5. Switch the application to the new database
First, you’ll have to wait until replication catches up. You can monitor the view pg_stat_replication
on the original database and wait until “state
” is “streaming
” and “flush_lsn
” is close to the current log sequence number.
Once logical replication has caught up, stop the application, change the connection information to the new database and restart the application. It is a good idea to allow for a few seconds of down time because replication is asynchronous and you want all the changes to be replicated when you start using the new database.
If you want to achieve zero down time, you could use the following approach:
- Don’t replicate to a different database in the same cluster, but to a database with the same name in a different PostgreSQL cluster.
- Make sure that the application’s connect string points to both the old and the new database.
This is supported from v10 on, and the connection string will have to look like “host=host1,host2
” (if the same port is used for both). - Make sure that your application is fault tolerant: if the database connection is lost, it should automatically re-establish the connection, ideally without reporting an error to the user.
- Right before you perform the switch, turn on synchronous replication by adding the name of the subscription to “
synchronous_standby_names
” on the primary server. Then no transaction can get lost. - To switch databases, simply turn off the primary database.
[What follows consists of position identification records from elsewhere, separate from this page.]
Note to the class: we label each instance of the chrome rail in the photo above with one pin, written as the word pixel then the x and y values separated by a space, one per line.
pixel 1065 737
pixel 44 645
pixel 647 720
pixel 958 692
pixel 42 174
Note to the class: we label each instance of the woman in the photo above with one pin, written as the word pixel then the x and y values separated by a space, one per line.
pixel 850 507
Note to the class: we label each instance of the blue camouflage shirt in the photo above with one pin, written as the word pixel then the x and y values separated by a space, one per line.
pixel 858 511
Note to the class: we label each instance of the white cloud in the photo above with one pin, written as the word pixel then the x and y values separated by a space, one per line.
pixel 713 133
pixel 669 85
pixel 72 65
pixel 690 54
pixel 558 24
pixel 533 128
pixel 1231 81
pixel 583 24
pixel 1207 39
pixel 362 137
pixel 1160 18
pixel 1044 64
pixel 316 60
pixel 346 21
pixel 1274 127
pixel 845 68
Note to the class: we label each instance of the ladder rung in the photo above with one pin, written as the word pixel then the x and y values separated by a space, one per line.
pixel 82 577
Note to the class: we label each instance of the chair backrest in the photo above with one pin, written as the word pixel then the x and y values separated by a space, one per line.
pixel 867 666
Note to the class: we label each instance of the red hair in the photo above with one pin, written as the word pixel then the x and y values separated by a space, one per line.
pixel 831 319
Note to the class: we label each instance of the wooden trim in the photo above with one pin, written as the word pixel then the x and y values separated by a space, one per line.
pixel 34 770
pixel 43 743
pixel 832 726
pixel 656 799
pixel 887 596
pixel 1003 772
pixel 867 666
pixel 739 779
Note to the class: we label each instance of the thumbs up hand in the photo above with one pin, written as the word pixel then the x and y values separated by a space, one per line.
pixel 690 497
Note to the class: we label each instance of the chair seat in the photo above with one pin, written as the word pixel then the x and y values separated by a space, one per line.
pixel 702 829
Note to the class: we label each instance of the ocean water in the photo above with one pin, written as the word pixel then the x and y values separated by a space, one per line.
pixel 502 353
The application will automatically fail over to the new database.
Once you are done, you should drop the subscription on the new database.
Conclusion
ICU collations not only provide you with many features lacking in operating system collations, they also are a way to escape from the collation changes that glibc collations undergo regularly.
This will reduce the danger of data corruption from corrupted indexes on string columns.
To avoid the danger of collation changes in libicu
updates, you can keep the version stable with little impact on the whole system. And if your collations happen to change, you’ll be warned by PostgreSQL.
With logical replication, changing your collation with little down time is not too difficult.